PLAMEGATE – TALK UP OR LOCK-UP: Two reporters suspected of having been leaked the name of a covert CIA officer by vindictive Bush administration officials have for months refused to discuss the case before a grand jury. Now they're being ordered to spill the beans or face up to 18 months in prison by a federal appeals court. The reporters, Judith Miller of the New York Times and Matthew Cooper of Time magazine, have fiercely resisted divulging their sources on free speech grounds, arguing the precedent would dry up reporters' access to sources and erode freedom of the press. Notably, neither the Bush administration leak (who likely violated the Intelligence Identities Protection Act) nor serial bloviator Bob Novak, the only reporter who actually made public the leaked information, have been threatened with prison time. Indeed, Novak has refused to speak about his sources while hypocritically calling for others to do so.

ADMINISTRATION – PUTTING IDEOLOGY BEFORE SUICIDE PREVENTION: The Substance Abuse and Mental Health Services Administration (SAMHSA), a division of the Department of Health and Human Services, essentially forced the deletion of the words "gay," "lesbian," "bisexual" and "transgender" from the title of an upcoming suicide prevention workshop, even though it was meant to address those particular at-risk populations, at a federally funded conference. Wielding its funding power much in the same manner as Education Secretary Margaret Spellings, the administration requested the removal of those words as well as an additional workshop "session on faith-based suicide prevention." SAMHSA has defended its actions by claiming a preference for the "inclusive" term "sexual orientation," but as one of the three outraged workshop presenters explained, "Everyone has a sexual orientation. But this was about gays, lesbians, bisexuals and transgenders," who are at two to three times higher risk of attempting suicide.

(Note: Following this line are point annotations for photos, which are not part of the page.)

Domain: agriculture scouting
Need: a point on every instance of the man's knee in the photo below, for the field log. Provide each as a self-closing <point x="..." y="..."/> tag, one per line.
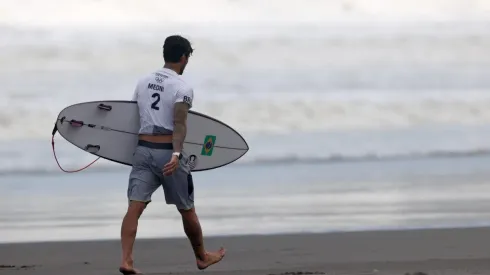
<point x="186" y="211"/>
<point x="136" y="208"/>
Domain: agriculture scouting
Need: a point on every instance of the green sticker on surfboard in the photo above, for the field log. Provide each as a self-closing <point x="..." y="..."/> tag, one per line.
<point x="208" y="146"/>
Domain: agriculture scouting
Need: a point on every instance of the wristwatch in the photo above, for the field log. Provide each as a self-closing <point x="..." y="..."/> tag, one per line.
<point x="178" y="154"/>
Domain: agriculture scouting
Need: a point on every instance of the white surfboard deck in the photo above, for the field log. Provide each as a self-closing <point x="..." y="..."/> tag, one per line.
<point x="109" y="129"/>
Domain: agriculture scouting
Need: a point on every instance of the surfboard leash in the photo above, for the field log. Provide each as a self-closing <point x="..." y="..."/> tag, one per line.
<point x="55" y="129"/>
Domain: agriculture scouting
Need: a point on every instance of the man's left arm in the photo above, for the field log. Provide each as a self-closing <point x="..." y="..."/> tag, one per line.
<point x="182" y="105"/>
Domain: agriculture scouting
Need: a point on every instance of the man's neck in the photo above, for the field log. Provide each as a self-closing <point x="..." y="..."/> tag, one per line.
<point x="172" y="67"/>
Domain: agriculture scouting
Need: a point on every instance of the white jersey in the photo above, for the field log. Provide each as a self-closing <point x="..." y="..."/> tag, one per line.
<point x="156" y="95"/>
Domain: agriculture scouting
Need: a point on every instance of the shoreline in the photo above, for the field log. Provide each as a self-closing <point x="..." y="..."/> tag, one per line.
<point x="451" y="250"/>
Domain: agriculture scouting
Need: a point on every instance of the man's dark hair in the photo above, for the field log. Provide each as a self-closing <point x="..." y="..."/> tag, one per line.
<point x="174" y="47"/>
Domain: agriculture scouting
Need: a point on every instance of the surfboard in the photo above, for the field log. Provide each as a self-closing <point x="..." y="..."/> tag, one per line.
<point x="109" y="129"/>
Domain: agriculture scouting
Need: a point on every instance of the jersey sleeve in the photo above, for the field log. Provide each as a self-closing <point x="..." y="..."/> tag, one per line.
<point x="185" y="95"/>
<point x="135" y="92"/>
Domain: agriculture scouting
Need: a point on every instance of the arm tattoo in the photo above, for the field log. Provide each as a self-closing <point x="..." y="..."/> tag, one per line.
<point x="180" y="125"/>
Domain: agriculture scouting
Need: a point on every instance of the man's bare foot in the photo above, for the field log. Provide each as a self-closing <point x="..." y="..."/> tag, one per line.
<point x="211" y="258"/>
<point x="129" y="270"/>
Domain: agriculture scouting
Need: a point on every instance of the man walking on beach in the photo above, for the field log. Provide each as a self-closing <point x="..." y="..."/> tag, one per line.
<point x="164" y="100"/>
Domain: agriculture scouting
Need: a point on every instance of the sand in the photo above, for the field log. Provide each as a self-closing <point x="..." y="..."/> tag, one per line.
<point x="449" y="251"/>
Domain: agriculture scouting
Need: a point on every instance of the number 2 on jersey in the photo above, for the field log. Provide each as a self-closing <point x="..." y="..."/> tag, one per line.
<point x="154" y="104"/>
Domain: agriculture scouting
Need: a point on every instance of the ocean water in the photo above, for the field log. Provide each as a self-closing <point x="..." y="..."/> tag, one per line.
<point x="359" y="114"/>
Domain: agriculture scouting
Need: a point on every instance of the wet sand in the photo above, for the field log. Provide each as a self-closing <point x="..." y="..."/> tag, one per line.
<point x="448" y="251"/>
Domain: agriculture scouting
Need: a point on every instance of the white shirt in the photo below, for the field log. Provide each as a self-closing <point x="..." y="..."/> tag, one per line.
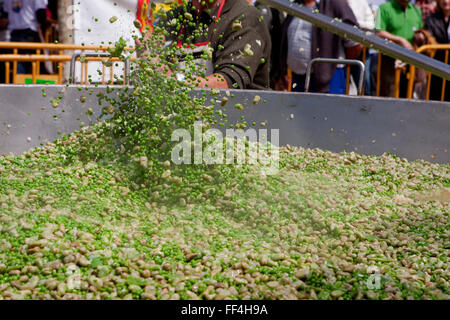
<point x="22" y="13"/>
<point x="363" y="13"/>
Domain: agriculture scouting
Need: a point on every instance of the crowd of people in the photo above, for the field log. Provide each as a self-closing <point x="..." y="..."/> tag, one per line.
<point x="403" y="22"/>
<point x="289" y="43"/>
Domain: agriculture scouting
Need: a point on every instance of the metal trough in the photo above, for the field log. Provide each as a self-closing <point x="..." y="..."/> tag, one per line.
<point x="408" y="128"/>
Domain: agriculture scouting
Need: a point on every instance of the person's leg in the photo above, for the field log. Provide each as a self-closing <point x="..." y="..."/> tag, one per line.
<point x="367" y="76"/>
<point x="24" y="36"/>
<point x="339" y="82"/>
<point x="387" y="77"/>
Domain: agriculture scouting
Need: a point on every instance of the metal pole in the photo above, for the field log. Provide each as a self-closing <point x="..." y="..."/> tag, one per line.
<point x="366" y="38"/>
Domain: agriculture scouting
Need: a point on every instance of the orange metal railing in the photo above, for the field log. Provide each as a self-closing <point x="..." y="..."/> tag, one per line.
<point x="430" y="50"/>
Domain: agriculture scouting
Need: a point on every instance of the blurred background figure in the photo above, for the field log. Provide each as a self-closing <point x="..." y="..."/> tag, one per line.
<point x="427" y="7"/>
<point x="301" y="42"/>
<point x="396" y="21"/>
<point x="439" y="26"/>
<point x="366" y="20"/>
<point x="26" y="21"/>
<point x="4" y="36"/>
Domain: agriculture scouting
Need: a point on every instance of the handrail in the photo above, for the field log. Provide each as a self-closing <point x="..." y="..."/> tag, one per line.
<point x="358" y="63"/>
<point x="51" y="46"/>
<point x="412" y="70"/>
<point x="366" y="38"/>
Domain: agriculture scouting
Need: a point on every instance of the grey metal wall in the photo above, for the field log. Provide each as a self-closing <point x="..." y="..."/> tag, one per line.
<point x="372" y="126"/>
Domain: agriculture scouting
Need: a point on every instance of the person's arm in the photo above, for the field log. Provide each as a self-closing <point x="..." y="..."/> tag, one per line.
<point x="381" y="27"/>
<point x="236" y="63"/>
<point x="215" y="80"/>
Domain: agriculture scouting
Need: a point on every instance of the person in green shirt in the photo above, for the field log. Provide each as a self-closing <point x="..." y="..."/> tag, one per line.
<point x="396" y="21"/>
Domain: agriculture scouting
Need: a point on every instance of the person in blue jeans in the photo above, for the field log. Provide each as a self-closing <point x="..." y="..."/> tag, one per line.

MEDIA – PROBING GANNON'S WHITE HOUSE TIES: Roll Call reports that Reps. John Conyers (D-MI) and Louise Slaughter (D-NY) have filed a Freedom of Information Act (FOIA) to determine how scandal-plagued right-wing "reporter" Jeff Gannon was cleared to cover White House news conferences while using a pseudonym. Gannon, whose real name is J.D. Guckert, is also wrapped up in the Valerie Plame leak story, according to the Washington Post. In 2003, Gannon discussed having access to "an internal government memo prepared by U.S. intelligence personnel [detailing] a meeting in early 2002" that mentioned then-clandestine CIA official Valerie Plame. House Democratic Whip Steny Hoyer (D-MD) "has asked the special prosecutor investigating the Plame leak to include Gannon in his probe," Howard Kurtz reports.